One of the many unexpected gifts from exploring the ins and outs of a relationship User Manual is the fascinating inflow of ideas that make the raw blade of the User Manual sharper and more penetrating.
In one of my favorite analogies of all time, I feel a bit like Hattori Hanzo from Kill Bill–a master swordsmith called out of retirement to slowly fold accumulated brilliance into a world-class katan that will decimate all obstacles. Except in the name of love, and without all the wanton death.
Back to the point: everybody has a reaction to the User Manual, and many point me toward battle-tested related concepts they’ve come across in the daily onslaught of information.
One repeated reference point I’ve heard is the value of the User Manual for work.

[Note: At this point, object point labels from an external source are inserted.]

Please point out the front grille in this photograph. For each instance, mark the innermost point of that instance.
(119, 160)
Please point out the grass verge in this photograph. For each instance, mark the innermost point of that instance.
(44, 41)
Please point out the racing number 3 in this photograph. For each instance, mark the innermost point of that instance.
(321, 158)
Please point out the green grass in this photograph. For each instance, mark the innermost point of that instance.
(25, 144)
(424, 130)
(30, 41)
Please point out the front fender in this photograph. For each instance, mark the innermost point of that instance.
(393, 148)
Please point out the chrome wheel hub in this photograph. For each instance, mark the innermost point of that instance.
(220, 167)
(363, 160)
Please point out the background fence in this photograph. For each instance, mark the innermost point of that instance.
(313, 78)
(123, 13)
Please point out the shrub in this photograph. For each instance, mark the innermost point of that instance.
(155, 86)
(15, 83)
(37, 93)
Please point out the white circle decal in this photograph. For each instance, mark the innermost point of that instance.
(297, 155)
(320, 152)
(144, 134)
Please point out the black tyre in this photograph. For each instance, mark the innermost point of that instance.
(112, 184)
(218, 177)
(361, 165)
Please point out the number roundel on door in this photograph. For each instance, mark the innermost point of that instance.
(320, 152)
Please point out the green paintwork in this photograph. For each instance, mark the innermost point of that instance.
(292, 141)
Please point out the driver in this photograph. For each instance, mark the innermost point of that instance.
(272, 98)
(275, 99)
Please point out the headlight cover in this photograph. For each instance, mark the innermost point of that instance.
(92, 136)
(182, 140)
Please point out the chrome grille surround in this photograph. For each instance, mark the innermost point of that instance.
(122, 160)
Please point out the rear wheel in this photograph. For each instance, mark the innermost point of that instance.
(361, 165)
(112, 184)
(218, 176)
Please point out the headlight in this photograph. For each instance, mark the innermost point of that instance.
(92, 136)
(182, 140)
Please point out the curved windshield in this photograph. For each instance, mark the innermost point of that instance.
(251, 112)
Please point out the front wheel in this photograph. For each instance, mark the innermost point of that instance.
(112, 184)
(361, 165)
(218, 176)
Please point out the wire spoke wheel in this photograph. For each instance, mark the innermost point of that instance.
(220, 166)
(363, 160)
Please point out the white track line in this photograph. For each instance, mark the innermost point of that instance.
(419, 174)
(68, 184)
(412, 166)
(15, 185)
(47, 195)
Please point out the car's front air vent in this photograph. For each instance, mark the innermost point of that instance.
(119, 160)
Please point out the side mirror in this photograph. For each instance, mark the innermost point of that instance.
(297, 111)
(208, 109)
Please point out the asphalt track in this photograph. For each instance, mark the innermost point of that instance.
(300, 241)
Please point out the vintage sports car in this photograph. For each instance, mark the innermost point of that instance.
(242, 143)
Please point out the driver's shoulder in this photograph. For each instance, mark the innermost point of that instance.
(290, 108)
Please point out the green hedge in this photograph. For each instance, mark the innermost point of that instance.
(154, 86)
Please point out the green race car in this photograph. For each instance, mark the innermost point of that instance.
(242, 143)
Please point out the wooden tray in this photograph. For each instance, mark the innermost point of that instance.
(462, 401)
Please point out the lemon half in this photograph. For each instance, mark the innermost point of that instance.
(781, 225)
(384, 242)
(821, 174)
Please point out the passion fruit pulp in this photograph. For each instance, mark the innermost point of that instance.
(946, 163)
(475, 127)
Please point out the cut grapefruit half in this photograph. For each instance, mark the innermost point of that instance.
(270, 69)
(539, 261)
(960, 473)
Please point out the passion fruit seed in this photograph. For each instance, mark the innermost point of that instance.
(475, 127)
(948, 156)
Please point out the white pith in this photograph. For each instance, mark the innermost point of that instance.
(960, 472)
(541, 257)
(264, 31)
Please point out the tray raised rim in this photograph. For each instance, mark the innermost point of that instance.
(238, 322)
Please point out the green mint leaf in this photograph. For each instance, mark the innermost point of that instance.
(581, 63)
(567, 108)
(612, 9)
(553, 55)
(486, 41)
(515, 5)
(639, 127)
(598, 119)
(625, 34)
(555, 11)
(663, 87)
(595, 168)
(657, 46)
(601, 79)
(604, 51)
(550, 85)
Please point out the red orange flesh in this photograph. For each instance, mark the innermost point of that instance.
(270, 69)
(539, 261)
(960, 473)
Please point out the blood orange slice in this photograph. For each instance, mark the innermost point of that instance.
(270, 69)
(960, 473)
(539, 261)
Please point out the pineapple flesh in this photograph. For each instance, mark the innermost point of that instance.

Just a few weeks ago, a CEO I may be working with said that upon partnering with any company, he sends over a one-pager on How to Work With Me that helps people get optimum results–and not read too much into his actions.
It’s a brilliant point and one I see as a natural follow-up to the User Manual for relationships.
We all know different work styles: some want to talk through ideas, others want to ruminate back in the lair. Some gun out email, some live on texting, some Slack, some go in-person or bust, some use the weird voice part of the phone (guilty!). Some people thrive in a loud open forum; others seek pristine silent solitude. Some managers are hands-on, some are lassez-faire; some set fake deadlines to cover for slippage, others trust the team to get ‘er done at all costs.
And we all have quirks and emotional triggers that it behooves our colleagues to know about. Mine include a hatred for poor document labeling and insistence on storing everything on the cloud. Call me crazy, just do it!
The beauty of the User Manual — in work AND relationships — is that the goal is clear. Everybody is (usually) committed to a spectacular work experience, just as everyone in a relationship seeks a fantastic partnership.
The User Manual is simply about how you get there.
Now, there are clearly differences in work v. romantic relationships. There’s the transactional nature of exchanging money for services and the easily measurable metrics of career growth or salary v. the intangible support and joy of thriving relationships. These days, most jobs exist on a far shorter time horizon than a committed relationship or marriage, which affects our investment appetite.
And we don’t need to love the people we work with, we just need to work together — though it helps if we like them at least a smidge.
This idea clearly needs sharpening and reshaping in a Hattori Hanzo swordsmith kiln. But a User Manual for work is a fascinating application–look for more on this soon.